Cornbread Casserole
Cornbread Casserole
Yields: 9 servings
Time: 1 hour
INGREDIENTS
1 package of an 8-ounce Jiffy corn muffin mix
1/2 cup (1 stick) regular or plant-based salted butter
1 tbsp fresh thyme leaves, optional
1 cup (8oz) regular or plant-based sour cream, see notes below for vegan sour cream
1 (14.5oz) can of corn kernels, drained
1 (14.5oz) can of creamed corn
1 flax egg or whole egg
Gochujang Sage Compound Butter, (see notes)
Maple-Aleppo Pepper Compound Butter, (see notes)
DIRECTIONS
Preheat oven to 350 degrees Fahrenheit.
Melt butter in a microwave-safe dish and melt.
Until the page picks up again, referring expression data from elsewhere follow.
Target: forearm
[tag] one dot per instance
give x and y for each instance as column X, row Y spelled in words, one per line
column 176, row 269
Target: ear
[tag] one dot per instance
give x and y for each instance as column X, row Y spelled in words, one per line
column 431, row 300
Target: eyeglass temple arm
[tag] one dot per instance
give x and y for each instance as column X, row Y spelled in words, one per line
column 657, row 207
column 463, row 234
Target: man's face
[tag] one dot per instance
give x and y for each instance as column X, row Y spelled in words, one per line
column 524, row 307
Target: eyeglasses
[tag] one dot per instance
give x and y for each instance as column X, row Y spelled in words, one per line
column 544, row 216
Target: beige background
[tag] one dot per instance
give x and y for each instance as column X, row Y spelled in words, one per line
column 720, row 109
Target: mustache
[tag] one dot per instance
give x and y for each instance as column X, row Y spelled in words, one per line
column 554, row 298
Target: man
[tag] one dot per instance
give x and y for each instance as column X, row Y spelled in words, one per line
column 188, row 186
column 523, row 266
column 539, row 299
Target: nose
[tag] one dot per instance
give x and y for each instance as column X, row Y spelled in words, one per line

Optional: Once melted, add the thyme leaves and let them steep for 10 minutes,
In a large bowl, add the can of creamed corn, corn kernels, flax egg, and sour cream. Mix in the melted butter (If steeping thyme in the butter, strain the butter through a sieve and discard thyme leaves). Mix until combined. Add the package of Jiffy corn mix and mix once more
Pour the batter into a greased baking dish. I prefer to use a 9 x 13 casserole dish. However, you can use a 9x9 dish (which may need a slightly longer bake time).
Bake at 350 degrees Fahrenheit on the middle rack for 45 minutes to 1 hour or until golden brown and a toothpick comes out clean when inserted in the center. (Bake times vary depending on your oven. Each oven distributes heat differently and may lend to more time needed for this casserole to finish)
Let the casserole cool slightly to let it set. I like to cover mine with aluminum foil and a dish towel to help keep it warm.
Slice and serve with maple-Aleppo pepper compound butter (see notes), and garnish with thyme leaves and/or a drizzle of honey.
Dive in!
{NOTES}
GOCHUJANG SAGE COMPOUND BUTTER
{Ingredients}
1 stick salted butter, softened
2 tbsp gochujang paste
1/2 tsp cinnamon
5 sage leaves, finely chopped
{Directions}
In a small bowl, whip the butter until creamed.
Add the gochujang paste, chopped sage, cinnamon, and pinch of flaky sea salt. Mix with a hand or stand mix and until just combined. Be careful not to overmix.
Place in a small vessel to serve or roll it into parchment paper to create a butter “log”. Keep at room temperature for serving
MAPLE-ALEPPO PEPPER COMPOUND BUTTER
Yields: 1/2 cup compound butter
{Ingredients}
1 stick (1/2 cup) plant-based or regular unsalted butter, softened to room temperature
1 tablespoon maple syrup
1 teaspoon aleppo pepper flakes, can substitute with red pepper flakes
pinch of flaky sea salt
{Directions}
In a small bowl, whip the butter until creamed.
Add the maple syrup, Aleppo pepper flakes, and pinch of flaky sea salt. Mix until just combined. Be careful not to overmix.
Spread on cornbread!
VEGAN SOUR CREAM
Yields: 12 ounces sour cream
{Ingredients}
2 cups raw cashews, soaked overnight or quick soaked for an hour in hot water
1 cup water
3 tablespoons lemon juice, can substitute with red pepper flakes
1 tablespoon of apple cider vinegar
1/2 teaspoon of sea salt
{Directions}
Soak your raw cashews overnight. If you forgot to, like me, boil some water and pour over the cashews until just covered. Cover the bowl with a plate and let sit for an hour. Once softened, drain the cashews.
To a high-speed blender or food processor, add the cashew, 1 cup of water, lemon juice, apple cider vinegar, and salt. Blend until combined and creamy. If it needs more water, add 1 to 2 tablespoons at a time. You’re looking to achieve a sour cream consistency.
Add to an airtight container and jar. Store in the refrigerator for up to 1 week.